3.1 Baseline Saliency Model for Images

The baseline salience (BS) model (referred to as Itti's model in some literature) refers to the classical bottom-up visual attention model for still images, proposed by Itti et al. [2], and its variations have been explored in [3–5, 11, 12]. Their core modules are shown in Figure 3.1.

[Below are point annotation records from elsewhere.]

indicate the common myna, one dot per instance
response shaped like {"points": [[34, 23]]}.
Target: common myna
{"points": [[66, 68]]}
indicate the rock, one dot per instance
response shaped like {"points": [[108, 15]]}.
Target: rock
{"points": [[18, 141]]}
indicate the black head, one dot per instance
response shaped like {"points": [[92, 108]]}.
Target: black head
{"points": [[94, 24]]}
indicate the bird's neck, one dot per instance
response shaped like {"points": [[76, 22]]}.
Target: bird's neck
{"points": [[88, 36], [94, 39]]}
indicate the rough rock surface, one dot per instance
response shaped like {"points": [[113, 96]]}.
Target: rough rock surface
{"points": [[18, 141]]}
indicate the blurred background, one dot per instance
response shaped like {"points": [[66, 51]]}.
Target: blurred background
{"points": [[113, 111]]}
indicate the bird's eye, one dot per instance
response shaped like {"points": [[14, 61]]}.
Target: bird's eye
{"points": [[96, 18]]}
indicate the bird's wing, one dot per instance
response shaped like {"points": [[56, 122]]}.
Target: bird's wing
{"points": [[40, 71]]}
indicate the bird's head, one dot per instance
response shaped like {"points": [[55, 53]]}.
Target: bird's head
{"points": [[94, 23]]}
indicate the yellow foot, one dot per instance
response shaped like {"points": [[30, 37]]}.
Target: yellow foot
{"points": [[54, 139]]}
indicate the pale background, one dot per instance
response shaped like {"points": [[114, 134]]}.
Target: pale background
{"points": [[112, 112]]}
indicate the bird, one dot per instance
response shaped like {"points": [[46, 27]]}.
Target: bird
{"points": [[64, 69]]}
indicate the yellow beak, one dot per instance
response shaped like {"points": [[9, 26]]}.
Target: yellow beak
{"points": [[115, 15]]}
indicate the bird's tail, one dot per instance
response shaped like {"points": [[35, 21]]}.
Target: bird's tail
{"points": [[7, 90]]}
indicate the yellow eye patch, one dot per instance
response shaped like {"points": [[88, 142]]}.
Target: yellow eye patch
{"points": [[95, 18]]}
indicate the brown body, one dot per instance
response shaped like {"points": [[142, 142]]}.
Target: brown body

Figure 3.1 The core of bottom-up visual attention models [2, 5] in the spatial (pixel) domain. © 1998 IEEE. Reprinted, with permission, from L. Itti, C. Koch, E. Niebur, ‘A model of saliency-based visual attention for rapid scene analysis’, IEEE Transactions on Pattern Analysis and Machine Intelligence, Nov. 1998

img

In Figure 3.1 the low-level features of an input still image for three channels (intensity, colour and orientation) are extracted and each channel is decomposed into a pyramid with nine scales. The centre–surround processing between different scales is performed to create several feature maps for each channel. Then fusing of across-scale and normalization for these channels produces three conspicuity maps. Finally, the three conspicuity maps are combined into a saliency map of the visual field. As mentioned above, the saliency map is the computational result of the attention model.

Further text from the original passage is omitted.